Mark Andreoni ’16 focuses his talents on helping others

by Erin Dahl ,

Mark Andreoni ’16 likes to try anything and everything.

That’s why he went bungee jumping while studying abroad in Perth, Australia, tutored youths at Chemawa Indian School and performed with the Willamette Dance Company.

It’s also why he enrolled at Willamette.

“Willamette helps expand your world view,” he says. “It helps you learn new things about yourself.”

Attracted by Willamette’s close, friendly community, the Naperville, Illinois, native is intent on exploring everything the university has to offer.

He’s taken classes in ballet, Russian film, creative writing and art history, and for the past three years, he’s worked as a tour guide for the Office of Admission.

During tours, visitors pepper Andreoni with questions about majors, housing and campus life. But one time, a high school guidance counselor asked something for which he had no answer.

“She asked me to quickly name three things I’d change about this place,” Andreoni laughs. “I couldn’t come up with anything.”

Fueled by his desire to help others, Andreoni majored in sociology and spent a year tutoring students at nearby Chemawa Indian School.
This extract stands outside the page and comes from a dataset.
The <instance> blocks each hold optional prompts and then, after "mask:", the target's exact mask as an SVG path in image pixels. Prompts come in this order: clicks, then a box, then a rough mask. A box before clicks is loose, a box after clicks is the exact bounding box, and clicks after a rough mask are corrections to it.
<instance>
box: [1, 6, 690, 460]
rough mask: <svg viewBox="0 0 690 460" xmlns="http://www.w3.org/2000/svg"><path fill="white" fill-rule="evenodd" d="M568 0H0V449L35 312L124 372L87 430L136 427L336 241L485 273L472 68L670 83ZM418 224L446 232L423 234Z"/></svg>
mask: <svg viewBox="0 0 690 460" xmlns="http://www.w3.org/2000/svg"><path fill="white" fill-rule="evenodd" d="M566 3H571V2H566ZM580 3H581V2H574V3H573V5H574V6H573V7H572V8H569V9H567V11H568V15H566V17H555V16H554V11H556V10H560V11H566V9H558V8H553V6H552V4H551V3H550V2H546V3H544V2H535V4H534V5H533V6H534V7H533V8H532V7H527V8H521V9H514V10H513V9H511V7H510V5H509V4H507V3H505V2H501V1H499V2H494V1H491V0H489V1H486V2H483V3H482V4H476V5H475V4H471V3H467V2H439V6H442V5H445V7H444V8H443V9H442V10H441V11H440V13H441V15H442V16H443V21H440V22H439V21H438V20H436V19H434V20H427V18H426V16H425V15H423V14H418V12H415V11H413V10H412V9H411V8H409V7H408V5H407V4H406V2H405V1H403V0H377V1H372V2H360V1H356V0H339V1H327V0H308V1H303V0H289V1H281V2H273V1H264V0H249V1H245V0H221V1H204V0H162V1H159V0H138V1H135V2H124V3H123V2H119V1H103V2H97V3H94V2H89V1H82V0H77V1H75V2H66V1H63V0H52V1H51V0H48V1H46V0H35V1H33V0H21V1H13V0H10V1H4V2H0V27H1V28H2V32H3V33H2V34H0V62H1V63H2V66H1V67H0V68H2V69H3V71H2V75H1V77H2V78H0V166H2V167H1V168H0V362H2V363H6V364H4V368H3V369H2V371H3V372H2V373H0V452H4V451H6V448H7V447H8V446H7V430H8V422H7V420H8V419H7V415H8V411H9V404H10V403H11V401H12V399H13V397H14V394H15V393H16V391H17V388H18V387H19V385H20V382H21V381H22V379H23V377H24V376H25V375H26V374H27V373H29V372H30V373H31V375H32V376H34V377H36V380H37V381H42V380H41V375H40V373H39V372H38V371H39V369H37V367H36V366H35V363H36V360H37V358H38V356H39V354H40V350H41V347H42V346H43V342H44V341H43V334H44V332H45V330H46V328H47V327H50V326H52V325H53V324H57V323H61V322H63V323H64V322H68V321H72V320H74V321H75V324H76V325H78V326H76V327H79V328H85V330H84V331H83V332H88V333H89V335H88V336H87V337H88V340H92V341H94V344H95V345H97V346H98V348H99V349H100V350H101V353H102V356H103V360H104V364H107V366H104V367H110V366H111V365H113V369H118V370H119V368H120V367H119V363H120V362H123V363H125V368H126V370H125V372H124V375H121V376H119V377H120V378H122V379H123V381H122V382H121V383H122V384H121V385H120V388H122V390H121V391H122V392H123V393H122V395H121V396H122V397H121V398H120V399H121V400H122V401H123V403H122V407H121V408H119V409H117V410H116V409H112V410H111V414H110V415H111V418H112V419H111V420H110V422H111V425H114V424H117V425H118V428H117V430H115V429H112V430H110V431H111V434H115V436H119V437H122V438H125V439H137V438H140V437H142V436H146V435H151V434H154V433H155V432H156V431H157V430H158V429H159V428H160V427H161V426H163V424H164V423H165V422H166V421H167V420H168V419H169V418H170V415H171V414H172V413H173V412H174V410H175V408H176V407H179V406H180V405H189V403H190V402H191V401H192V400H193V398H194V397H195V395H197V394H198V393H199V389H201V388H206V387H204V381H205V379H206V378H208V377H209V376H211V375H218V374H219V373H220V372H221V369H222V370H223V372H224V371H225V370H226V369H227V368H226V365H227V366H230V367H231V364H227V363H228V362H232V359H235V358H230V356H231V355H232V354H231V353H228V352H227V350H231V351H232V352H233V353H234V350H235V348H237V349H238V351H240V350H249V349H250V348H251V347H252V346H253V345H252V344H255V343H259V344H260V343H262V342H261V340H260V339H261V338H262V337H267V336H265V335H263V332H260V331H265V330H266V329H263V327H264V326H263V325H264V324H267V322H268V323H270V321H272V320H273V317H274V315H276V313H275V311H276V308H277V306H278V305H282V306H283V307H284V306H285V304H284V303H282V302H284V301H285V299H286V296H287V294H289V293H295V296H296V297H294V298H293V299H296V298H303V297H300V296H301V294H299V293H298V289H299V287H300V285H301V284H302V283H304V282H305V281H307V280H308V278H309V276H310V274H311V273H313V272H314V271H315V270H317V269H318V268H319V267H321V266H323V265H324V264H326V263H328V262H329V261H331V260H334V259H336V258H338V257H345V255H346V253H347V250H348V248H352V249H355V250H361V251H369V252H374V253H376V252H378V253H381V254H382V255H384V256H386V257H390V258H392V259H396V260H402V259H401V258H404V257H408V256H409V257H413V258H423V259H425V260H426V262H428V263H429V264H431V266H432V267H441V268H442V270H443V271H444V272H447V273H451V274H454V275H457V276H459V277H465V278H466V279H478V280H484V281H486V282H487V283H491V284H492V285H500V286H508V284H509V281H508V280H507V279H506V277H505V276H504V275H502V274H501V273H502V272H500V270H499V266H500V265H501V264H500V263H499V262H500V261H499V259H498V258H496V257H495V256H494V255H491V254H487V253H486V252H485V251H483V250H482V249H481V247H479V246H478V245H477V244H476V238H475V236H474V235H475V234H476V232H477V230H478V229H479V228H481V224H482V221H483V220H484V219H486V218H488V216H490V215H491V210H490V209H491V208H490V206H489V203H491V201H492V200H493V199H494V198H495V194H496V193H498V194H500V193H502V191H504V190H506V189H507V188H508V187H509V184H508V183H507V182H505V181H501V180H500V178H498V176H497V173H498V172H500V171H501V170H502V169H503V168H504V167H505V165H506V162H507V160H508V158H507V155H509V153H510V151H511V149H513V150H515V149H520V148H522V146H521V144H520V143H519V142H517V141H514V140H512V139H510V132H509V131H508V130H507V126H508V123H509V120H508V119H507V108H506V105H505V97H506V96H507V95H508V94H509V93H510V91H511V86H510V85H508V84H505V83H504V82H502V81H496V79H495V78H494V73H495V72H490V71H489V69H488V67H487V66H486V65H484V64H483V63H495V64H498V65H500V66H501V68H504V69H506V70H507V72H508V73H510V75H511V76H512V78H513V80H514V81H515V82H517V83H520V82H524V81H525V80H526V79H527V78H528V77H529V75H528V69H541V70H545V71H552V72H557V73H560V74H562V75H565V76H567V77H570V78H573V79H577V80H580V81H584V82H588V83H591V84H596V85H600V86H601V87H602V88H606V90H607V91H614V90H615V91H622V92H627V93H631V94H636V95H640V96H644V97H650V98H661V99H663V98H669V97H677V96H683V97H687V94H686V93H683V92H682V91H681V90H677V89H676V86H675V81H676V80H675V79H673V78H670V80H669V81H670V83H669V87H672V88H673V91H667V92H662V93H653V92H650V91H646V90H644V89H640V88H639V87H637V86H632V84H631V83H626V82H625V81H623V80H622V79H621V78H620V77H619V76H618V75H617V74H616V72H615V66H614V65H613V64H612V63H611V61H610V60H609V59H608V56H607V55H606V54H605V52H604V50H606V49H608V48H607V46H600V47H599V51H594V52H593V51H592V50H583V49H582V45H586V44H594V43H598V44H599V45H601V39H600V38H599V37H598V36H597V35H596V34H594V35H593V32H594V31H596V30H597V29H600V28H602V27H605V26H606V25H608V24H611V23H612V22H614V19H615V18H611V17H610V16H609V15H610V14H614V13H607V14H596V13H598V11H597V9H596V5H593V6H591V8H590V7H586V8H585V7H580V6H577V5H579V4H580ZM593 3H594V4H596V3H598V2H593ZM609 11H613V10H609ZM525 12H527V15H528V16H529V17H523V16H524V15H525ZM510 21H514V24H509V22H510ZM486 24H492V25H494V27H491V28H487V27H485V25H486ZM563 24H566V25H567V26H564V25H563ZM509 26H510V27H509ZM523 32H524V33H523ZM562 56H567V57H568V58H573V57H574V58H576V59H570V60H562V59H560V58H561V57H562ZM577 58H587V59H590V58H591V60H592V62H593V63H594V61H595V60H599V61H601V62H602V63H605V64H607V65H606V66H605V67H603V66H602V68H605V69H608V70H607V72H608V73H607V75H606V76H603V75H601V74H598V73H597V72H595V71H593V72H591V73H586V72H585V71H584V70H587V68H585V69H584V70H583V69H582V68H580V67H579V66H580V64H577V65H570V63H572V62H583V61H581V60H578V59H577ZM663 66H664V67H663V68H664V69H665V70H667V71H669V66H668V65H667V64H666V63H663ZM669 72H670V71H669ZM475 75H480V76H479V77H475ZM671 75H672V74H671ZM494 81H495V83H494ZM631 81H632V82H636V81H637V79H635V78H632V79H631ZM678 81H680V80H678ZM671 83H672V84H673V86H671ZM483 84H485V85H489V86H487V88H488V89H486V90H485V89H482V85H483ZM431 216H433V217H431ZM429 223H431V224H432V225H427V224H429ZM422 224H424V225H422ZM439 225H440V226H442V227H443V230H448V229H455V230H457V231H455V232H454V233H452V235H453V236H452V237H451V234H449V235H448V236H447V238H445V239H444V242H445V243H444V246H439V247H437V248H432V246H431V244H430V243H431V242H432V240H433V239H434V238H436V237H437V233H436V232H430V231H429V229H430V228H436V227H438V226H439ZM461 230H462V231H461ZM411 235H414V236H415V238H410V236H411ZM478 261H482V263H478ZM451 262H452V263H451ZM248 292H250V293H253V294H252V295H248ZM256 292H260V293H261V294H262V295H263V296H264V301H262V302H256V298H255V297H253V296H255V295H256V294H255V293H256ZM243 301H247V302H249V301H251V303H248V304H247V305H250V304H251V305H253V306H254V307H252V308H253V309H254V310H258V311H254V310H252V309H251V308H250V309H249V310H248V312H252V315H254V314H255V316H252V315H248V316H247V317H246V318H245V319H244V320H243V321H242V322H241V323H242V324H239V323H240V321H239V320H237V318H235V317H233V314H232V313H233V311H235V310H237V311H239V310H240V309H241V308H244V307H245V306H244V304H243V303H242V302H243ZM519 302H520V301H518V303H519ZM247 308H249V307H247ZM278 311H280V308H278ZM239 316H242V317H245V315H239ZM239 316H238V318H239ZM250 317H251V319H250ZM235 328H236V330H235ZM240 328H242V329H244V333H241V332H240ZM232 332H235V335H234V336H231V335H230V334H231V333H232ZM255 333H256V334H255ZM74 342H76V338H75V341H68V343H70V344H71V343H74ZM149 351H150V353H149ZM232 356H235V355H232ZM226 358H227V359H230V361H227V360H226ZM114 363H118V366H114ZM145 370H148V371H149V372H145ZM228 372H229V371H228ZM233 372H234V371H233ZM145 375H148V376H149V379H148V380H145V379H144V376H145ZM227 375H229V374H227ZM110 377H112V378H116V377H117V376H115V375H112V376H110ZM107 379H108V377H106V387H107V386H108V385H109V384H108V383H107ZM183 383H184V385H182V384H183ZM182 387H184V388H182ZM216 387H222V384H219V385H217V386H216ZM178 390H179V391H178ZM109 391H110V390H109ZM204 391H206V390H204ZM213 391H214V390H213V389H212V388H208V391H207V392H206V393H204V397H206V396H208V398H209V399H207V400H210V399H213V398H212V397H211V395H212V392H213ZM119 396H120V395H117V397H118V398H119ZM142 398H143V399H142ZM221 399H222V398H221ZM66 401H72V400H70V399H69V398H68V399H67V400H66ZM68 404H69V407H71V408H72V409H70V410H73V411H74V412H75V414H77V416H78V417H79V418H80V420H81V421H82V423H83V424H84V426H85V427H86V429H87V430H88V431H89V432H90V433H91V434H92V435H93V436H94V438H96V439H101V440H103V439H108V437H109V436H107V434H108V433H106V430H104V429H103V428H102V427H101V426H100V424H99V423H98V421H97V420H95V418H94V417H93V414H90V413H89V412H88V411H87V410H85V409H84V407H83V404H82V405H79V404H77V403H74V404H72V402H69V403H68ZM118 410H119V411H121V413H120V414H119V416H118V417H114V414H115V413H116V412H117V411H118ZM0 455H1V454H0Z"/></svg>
The experience cemented his interest in social work.

“I really enjoyed having an impact, even by doing something as small as helping students with their math homework,” he says. “It opened my eyes to see life from a new perspective.”
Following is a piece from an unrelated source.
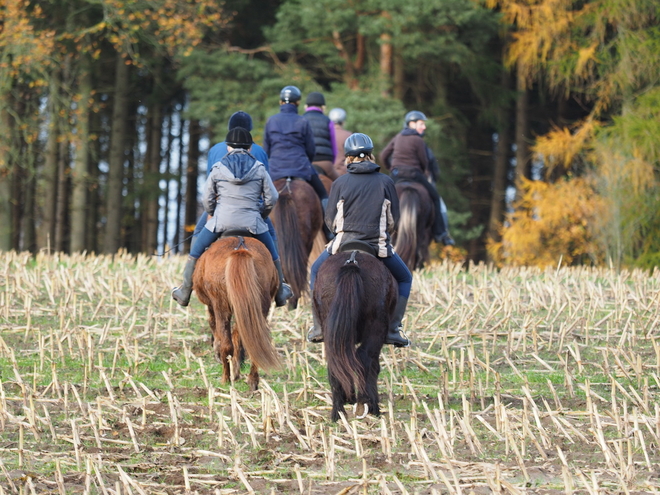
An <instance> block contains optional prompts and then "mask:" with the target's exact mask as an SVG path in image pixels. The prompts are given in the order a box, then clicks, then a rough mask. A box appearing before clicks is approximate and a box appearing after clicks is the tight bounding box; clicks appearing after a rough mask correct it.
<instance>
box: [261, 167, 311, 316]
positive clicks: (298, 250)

Another milestone for Andreoni was contributing to a summer-long research project at the Oregon State Capitol. Working with sociology professor Janet Lorenzen, Andreoni looked at patterns of success and failure in environmental policy making.

He observed and conducted interviews, coded the transcripts to note similarities, and helped craft a paper about grassroots activism. Lorenzen submitted the paper to the American Sociological Association for its August conference in Seattle.

“Mark is interested in talking to people face-to-face and learning more about their lives,” she says. “He sees people as individuals with interesting stories and he wants to help them.”

Andreoni will use his people skills this semester at Center for Hope & Safety, a local organization that helps survivors of domestic violence and assault.

For his internship, he will start a men’s discussion group to better address how masculinity is defined and demonstrated in today’s society.

“I like the opportunity to work with people and help solve problems,” Andreoni says. “I want to make a difference.”